Screenshot of the iPhone app ''myHealthMate'', launched by The Alfred hospital, Melbourne. Picture obtained on 28 February, 2011.

Credit: Reuters/HANDOUT

MELBOURNE (Reuters) - The strong, silent and possibly suffering Australian male is the target of an iPhone application that hopes to make men less shy of talking with doctors -- before medical issues become medical emergencies.

Melbourne's The Alfred hospital has launched the "myHealthMate," which features a user-friendly symptom checker that allows men to match 20 areas of their body to over 50 common symptoms and receive medical advice from experts.

"The Australian male's machismo prevents him from presenting early to the local doctor, or what you would call in the States your primary care physician," said Marco Bonollo, head of Disease Management Unit at The Alfred.

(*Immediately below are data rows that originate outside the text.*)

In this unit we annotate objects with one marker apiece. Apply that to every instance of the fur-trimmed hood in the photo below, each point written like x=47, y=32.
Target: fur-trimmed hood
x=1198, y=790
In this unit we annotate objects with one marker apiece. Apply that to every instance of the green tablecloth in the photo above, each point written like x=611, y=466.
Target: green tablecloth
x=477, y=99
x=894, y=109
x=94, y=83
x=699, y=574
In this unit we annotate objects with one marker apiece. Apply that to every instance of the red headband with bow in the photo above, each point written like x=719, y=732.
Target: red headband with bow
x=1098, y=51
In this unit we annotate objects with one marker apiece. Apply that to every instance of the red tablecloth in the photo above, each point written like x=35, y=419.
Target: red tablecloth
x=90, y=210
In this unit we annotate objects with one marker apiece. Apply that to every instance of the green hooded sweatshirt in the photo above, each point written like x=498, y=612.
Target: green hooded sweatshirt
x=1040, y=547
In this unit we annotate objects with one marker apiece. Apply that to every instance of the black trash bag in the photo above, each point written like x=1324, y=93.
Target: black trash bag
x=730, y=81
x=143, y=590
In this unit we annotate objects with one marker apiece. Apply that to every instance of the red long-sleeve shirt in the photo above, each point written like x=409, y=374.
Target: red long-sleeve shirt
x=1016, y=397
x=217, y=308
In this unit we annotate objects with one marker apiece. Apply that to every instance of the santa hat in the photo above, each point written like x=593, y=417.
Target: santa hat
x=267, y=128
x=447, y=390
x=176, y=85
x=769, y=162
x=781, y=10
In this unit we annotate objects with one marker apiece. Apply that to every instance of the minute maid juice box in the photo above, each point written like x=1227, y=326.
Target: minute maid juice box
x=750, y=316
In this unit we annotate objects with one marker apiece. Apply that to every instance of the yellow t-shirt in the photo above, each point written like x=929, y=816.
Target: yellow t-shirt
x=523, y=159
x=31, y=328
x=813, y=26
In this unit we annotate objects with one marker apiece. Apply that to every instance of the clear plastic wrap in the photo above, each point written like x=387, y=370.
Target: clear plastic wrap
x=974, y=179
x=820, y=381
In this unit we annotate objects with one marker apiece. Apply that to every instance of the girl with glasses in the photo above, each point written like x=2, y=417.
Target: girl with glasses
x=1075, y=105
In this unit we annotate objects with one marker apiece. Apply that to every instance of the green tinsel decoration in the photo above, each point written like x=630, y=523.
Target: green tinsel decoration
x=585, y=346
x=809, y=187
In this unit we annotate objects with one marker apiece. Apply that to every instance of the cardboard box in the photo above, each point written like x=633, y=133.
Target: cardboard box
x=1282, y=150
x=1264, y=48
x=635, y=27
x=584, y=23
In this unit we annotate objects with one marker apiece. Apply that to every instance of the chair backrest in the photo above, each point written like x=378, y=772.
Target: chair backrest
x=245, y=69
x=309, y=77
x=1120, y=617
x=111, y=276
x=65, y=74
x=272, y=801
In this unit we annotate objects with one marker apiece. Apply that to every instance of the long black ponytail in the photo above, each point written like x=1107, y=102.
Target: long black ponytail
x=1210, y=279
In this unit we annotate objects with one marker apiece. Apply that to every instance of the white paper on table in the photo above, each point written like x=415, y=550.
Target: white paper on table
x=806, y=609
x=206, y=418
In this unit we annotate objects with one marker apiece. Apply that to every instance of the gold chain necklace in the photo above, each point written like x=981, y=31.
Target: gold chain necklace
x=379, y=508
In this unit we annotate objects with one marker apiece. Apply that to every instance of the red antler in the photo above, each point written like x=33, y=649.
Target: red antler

"So whereas our wives, girlfriends and partners have forged very strong relationships with general practitioners... , the Australian male is a notoriously late presenter, often ignoring cardinal symptoms such as chest pain."

The result is that men are disproportionately represented among patients at the hospital, making up to 60 percent of admissions a year.

The free app features an interactive representation of the male body with red dots at various key areas, such as the chest or the elbow.

Users can click on each area to get a variety of advice about symptoms, for anything from breathlessness to tennis elbow, including when they should consult with a doctor or head in for emergency treatment.

If diagnosed with a chronic condition, the app -- which also has a special feature on men's cancer -- provides links to a variety of websites with information.

Bonollo stressed that the app was not meant to substitute for seeing a doctor.

"What we are doing is encouraging people to seek timely medical care and an opinion, presenting to emergency departments for emergency issues, but also encouraging them to use the symptom checker to develop relationships with their local doctors," he said.

But are Australian men any more stoic than their counterparts elsewhere?

Bonollo said that rising numbers of obese and overweight people pointed to a general lack of health awareness.

"So obviously men are not heeding advice about lifestyle change, weight loss, avoidance of Type 2 diabetes, salt restriction -- all these lifestyle changes that we hope are going to avoid the tsunamis of obesity, Type 2 diabetes, and sleep apnea," he said.